In this subcohort of PLWH, we detected significant associations between at-risk alcohol use and osteocalcin, and at-risk alcohol use and serum 4-HNE, suggesting suppression of bone formation independent of increased systemic oxidative stress with increasing alcohol consumption.
由于抗逆转录病毒疗法的成功,HIV 感染现在在很大程度上是一种慢性疾病。然而,HIV 感染者(PLWH)出现了多种合并症,包括酒精使用障碍和肌肉骨骼疾病。酒精使用与骨矿物质密度降低、循环骨转换标志物改变和低钙血症有关。PLWH 人群骨丢失的病理生理基础尚不清楚,但据推测与氧化应激和炎症有关。为了验证假设,即饮酒过量的 PLWH 与氧化应激相关,其骨转换标志物和/或钙稳态发生改变,我们将酒精摄入量的测量值与氧化应激和炎症标志物、血清钙浓度以及骨转换标志物(C 端肽交联[CTX-1]和骨钙素)进行了相关性分析。

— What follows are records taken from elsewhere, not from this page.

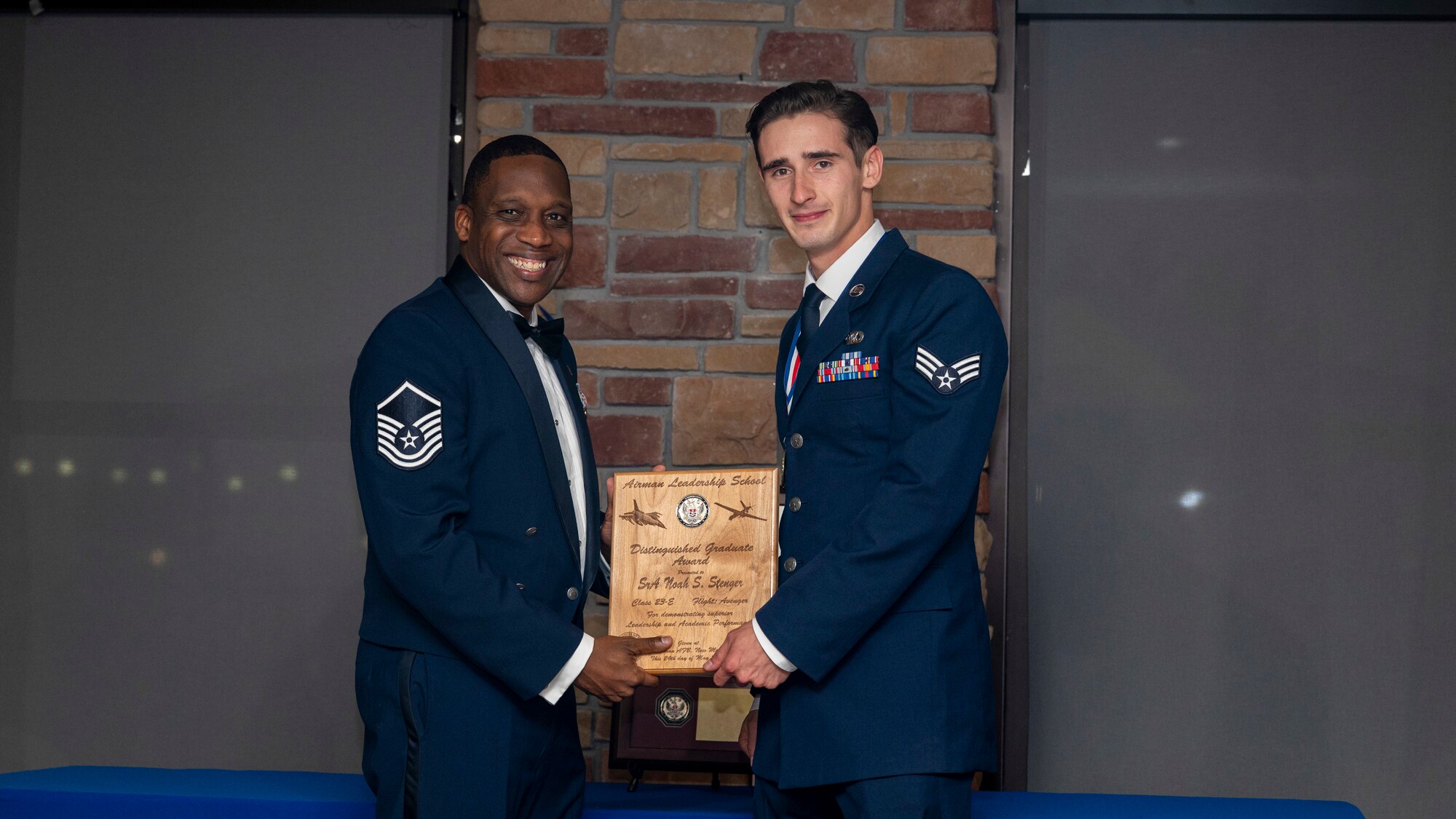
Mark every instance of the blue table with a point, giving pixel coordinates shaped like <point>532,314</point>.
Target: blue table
<point>157,793</point>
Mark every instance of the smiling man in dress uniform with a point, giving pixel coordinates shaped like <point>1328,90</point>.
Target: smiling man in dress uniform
<point>873,659</point>
<point>480,494</point>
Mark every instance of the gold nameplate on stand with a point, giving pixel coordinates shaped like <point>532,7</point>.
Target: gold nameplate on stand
<point>694,555</point>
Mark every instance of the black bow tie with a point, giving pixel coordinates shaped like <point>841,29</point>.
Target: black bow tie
<point>548,334</point>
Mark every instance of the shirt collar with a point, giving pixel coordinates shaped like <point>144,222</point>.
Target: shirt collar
<point>834,280</point>
<point>509,306</point>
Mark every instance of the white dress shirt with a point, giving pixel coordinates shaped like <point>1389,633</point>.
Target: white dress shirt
<point>832,283</point>
<point>571,454</point>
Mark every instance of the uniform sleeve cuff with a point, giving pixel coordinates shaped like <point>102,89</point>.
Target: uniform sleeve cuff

数据来自正在进行的新奥尔良 HIV 中的酒精使用(NOAH)研究的横断面基线数据,该研究包括 365 名接受治疗的 PLWH。在根据最高和最低 PEth 测量值选择的 40 名受试者亚组中测量了酒精消耗量(酒精使用障碍测试、30 天时间线随访日历和磷脂酰乙醇 [PEth])。进行了多元线性回归,以检验酒精消耗与全身氧化应激(4-羟基壬烯醛;4-HNE)和炎症(C 反应蛋白;CRP)之间的关系。
高和低 PEth 组之间血清钙和 CTX-1 无显著差异。高 PEth 组的血清骨钙素明显较低(低 PEth 组中位数:13.42ng/ml,IQR 9.26 至 14.99ng/ml;高 PEth 组中位数 7.39ng/ml,IQR 5.02 至 11.25ng/ml;p=0.0005,Wilcoxon 秩和检验)。骨钙素与 PEth 呈负相关(Spearman r=-0.45,p=0.05),且与调整协变量后的自我报告测量值相关。酒精消耗与血清 4-HNE 呈轻度但显著的正相关,但与 CRP 无关。骨钙素与 4-HNE 或 CRP 均不相关。
在该 PLWH 亚组中,我们检测到高危饮酒与骨钙素之间以及高危饮酒与血清 4-HNE 之间存在显著关联,提示随着饮酒量的增加,骨形成抑制独立于系统性氧化应激增加。